Drug companies are threatening to delay listing their products on the pharmaceutical benefits scheme in protest at changes to how drugs are being selected, a Senate inquiry has heard.
An anonymous survey of 50 drug firms conducted by Medicines Australia showed a high level of frustration with the cabinet's new controls over listings of subsidised drugs.
One said it was questioning whether to continue investment in a new skin cancer treatment now that its listing on the PBS was uncertain.
Another 11 major drug companies expressed similar thinking in submissions to a Senate committee set up to scrutinise the government's administration of the PBS.
"Eleven of those companies came back and said they were considering delaying seeking a listing through the TGA (Therapeutic Goods Administration) or PBS," Medicines Australia boss Brendan Shaw told the committee.
"They are telling us, as are many other companies in our membership, that this decision is causing enormous uncertainty for them."
Until February, the government listed drugs on the PBS based on advice from the independent Pharmaceutical Benefits Advisory Committee (PBAC), with drugs costing less than $10 million getting the automatic go-ahead.

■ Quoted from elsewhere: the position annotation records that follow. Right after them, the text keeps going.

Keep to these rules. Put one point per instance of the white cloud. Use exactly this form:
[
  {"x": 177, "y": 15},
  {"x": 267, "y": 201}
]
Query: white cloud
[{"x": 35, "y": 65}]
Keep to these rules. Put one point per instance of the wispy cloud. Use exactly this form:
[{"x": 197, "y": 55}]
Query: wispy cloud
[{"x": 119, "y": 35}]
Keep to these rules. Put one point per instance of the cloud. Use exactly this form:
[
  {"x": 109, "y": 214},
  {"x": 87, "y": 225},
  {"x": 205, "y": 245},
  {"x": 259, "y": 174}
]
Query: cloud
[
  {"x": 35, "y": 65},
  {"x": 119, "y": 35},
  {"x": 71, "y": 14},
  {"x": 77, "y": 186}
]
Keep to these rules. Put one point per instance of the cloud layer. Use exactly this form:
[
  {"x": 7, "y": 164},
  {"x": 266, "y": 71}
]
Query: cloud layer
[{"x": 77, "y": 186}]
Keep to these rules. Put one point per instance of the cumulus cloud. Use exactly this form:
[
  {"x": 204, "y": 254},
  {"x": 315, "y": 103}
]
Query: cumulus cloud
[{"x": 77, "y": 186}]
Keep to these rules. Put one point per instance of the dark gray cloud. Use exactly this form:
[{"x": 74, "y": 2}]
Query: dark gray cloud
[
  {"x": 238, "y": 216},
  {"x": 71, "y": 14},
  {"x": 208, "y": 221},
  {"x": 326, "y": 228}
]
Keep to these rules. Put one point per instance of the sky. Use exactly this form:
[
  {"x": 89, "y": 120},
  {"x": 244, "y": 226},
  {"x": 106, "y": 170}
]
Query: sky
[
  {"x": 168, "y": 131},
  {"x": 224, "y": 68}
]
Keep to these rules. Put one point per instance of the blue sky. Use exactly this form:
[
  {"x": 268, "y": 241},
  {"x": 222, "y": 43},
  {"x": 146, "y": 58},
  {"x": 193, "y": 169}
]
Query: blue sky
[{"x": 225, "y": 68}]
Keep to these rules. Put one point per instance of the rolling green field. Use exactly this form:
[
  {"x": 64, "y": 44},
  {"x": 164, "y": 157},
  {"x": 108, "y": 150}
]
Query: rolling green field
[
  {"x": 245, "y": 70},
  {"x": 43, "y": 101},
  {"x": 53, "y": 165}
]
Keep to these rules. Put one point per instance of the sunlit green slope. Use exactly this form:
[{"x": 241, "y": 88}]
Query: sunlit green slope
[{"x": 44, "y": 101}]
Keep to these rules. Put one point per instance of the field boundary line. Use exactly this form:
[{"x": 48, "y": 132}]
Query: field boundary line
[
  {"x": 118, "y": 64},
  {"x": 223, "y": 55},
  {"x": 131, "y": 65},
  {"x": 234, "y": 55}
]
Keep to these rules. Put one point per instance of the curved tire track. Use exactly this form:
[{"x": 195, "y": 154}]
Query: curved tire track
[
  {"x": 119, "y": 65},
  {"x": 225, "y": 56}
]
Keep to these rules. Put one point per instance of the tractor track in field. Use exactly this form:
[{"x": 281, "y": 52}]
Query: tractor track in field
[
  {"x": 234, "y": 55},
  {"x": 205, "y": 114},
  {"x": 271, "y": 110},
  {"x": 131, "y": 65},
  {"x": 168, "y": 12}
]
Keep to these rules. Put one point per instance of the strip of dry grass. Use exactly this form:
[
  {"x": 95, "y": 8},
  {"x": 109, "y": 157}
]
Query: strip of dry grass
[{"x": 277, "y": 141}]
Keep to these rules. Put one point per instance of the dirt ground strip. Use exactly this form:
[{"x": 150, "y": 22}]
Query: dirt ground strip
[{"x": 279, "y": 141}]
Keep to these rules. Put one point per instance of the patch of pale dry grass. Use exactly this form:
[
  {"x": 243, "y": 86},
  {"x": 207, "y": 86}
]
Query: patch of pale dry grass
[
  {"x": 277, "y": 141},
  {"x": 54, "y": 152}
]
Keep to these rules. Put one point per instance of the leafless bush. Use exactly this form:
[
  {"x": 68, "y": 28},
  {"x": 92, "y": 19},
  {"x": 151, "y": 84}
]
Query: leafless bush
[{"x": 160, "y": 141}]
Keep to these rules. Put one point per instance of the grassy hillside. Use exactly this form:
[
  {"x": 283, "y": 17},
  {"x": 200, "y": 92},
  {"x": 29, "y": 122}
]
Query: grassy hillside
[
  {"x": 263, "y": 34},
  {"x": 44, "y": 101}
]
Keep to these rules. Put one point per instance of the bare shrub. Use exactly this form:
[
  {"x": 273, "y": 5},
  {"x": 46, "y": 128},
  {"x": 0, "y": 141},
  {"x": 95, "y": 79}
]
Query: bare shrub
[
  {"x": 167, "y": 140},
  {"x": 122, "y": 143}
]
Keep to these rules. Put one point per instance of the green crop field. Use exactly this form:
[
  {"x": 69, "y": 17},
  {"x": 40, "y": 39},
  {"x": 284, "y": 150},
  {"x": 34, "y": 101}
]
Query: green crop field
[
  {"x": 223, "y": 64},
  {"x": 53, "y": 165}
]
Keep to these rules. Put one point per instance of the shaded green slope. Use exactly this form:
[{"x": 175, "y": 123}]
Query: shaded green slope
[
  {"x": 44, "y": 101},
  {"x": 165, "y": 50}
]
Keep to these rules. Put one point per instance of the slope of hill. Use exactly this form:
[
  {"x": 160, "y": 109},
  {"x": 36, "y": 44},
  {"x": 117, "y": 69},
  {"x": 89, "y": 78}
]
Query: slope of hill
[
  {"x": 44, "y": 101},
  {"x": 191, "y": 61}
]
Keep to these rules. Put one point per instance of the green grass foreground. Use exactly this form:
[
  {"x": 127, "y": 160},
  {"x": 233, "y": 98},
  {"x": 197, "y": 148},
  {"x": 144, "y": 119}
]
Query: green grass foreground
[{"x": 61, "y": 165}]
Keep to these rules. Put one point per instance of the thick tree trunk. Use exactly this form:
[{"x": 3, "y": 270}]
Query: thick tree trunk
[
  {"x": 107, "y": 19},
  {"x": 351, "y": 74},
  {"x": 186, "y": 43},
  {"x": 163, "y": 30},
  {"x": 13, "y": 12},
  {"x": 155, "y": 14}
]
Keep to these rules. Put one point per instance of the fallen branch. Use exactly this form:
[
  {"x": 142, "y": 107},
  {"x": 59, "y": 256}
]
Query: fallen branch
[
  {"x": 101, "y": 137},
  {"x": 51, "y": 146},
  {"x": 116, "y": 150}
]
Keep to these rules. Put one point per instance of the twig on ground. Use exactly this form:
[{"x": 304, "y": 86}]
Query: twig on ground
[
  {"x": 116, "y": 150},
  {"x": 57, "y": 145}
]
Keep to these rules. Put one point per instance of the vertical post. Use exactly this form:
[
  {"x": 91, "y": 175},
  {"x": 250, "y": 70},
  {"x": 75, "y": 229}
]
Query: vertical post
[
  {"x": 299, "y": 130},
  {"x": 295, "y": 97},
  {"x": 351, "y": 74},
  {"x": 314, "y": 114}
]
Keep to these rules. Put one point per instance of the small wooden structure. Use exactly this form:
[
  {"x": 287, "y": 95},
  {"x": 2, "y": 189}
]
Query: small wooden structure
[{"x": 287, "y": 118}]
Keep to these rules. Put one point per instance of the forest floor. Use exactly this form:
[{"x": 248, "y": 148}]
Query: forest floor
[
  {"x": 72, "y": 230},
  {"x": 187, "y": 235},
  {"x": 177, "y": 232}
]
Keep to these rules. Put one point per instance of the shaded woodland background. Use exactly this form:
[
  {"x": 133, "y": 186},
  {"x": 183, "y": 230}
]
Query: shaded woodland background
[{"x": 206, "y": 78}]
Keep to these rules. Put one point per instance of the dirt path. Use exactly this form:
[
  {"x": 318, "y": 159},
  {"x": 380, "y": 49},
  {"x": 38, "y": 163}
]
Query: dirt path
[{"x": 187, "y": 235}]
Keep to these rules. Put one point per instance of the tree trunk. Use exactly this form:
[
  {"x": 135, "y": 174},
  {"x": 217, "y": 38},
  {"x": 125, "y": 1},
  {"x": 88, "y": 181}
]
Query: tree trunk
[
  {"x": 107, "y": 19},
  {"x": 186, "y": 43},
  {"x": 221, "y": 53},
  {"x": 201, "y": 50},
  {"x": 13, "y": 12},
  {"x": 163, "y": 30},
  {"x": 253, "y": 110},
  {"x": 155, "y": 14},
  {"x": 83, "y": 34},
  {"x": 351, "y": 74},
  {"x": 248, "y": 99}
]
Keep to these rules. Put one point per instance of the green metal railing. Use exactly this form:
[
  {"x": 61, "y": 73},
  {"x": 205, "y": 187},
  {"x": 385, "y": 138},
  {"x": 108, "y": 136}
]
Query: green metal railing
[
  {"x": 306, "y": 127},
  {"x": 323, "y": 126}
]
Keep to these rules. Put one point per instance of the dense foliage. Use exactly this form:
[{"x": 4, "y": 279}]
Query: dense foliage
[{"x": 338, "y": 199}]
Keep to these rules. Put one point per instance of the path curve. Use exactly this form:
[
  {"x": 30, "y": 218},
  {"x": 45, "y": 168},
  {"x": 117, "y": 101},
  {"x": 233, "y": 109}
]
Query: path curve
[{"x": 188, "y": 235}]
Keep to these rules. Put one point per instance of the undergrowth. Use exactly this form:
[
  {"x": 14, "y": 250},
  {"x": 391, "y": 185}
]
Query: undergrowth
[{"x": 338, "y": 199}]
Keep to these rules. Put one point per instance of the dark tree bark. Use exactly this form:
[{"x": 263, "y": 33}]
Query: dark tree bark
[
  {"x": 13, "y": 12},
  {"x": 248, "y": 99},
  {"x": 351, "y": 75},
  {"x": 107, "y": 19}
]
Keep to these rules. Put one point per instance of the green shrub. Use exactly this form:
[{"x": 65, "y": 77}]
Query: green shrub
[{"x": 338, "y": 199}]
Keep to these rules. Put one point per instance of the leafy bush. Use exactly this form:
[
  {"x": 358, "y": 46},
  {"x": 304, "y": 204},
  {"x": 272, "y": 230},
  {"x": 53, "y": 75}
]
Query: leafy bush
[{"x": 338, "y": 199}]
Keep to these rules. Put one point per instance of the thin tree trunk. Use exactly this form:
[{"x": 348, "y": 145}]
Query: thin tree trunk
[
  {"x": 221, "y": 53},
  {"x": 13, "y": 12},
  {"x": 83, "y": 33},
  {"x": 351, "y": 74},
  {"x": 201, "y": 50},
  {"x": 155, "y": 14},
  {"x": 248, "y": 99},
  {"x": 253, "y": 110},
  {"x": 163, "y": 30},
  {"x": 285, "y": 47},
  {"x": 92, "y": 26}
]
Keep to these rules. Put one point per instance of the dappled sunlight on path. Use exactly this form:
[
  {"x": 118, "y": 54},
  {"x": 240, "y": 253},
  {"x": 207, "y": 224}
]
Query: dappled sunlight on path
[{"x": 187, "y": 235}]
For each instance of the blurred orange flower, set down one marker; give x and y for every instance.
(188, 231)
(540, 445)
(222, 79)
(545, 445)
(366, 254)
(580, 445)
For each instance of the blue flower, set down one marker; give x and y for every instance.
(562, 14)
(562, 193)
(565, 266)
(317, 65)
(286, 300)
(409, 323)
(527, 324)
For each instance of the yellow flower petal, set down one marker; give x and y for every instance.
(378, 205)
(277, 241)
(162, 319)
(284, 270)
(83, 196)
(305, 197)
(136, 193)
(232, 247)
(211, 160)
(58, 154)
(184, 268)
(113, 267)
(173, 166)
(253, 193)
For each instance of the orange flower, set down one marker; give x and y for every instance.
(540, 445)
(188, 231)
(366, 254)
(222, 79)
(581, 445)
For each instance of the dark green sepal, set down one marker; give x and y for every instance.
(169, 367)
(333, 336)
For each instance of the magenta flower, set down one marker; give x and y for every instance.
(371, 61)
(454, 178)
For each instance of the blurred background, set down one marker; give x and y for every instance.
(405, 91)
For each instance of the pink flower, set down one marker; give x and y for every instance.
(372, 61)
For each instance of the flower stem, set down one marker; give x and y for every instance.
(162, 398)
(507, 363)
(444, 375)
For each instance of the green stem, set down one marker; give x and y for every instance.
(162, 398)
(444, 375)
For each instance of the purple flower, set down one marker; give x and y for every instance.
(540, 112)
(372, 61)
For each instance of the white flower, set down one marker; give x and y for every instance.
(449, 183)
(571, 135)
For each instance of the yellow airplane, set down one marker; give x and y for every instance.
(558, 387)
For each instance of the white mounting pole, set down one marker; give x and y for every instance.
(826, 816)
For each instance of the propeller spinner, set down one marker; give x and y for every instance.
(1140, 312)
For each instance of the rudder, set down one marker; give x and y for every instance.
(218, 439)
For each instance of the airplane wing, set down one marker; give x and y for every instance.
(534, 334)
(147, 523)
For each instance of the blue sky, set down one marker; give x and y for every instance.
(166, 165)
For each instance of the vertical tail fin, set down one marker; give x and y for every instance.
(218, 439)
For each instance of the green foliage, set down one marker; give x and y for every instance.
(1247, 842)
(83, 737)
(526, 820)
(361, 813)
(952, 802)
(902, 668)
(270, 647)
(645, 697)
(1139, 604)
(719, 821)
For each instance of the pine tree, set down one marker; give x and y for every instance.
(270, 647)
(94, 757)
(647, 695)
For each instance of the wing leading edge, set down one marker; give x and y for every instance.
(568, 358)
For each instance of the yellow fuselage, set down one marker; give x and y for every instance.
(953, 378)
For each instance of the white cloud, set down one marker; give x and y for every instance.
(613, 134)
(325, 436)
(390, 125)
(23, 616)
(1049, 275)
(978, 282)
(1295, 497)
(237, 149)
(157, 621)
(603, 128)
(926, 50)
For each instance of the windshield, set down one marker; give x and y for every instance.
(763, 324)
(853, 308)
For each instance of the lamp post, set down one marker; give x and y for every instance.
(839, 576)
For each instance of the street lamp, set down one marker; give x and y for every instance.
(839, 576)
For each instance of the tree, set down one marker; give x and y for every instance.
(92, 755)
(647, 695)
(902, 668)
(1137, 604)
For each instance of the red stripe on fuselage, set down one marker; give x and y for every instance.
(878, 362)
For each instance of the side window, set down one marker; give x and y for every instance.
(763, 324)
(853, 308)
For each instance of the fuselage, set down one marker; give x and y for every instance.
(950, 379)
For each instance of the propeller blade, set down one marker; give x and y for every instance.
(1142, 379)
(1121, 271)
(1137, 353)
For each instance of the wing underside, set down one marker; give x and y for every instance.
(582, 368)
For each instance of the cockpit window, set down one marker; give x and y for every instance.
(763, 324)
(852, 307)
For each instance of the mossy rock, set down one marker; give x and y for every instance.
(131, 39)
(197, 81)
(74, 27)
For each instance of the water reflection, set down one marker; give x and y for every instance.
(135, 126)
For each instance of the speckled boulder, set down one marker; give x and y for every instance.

But under the new system, cabinet looks at the PBAC's recommendations and holds its own deliberations on which to subsidise and which to defer for six months.
In February it delayed the listings of seven drugs, causing angst amongst industry bodies.
The government says cabinet's controls on listings are intended to save around $20 to $25 million annually but Dr Shaw rejected the reasoning.
"It is a very small amount of money in the scheme of things," he said.
The Consumers Health Forum's (CHF) Carol Bennett was also scathing of the changes, accusing the government of a lack of transparency and politically tainting the PBS.
"CHF has seen an enormous level of consumer concern ... unprecedented in our 24 years," she told the inquiry on Monday.
"What expertise do the 20 members of federal cabinet have that is not currently represented on the PBAC?
"How can we be confident that its decisions are based on anything other than budgetary considerations?"
Ms Bennett also took the government to task for failing to consult with the industry before it opted to defer listings.
Health Minister Nicola Roxon has denied that PBS listings have been automatic, arguing the government has always been given the final say.
PBAC chairman Lloyd Sansom agreed.
"It does not compel the government to give effect to that recommendation," he said.
The process had been in operation since the committee was established in 1953 and had not changed in that time.
"Such advice is advisory to the minister," Mr Sansom said, adding there had been instances when the advice of the committee had not been accepted by government.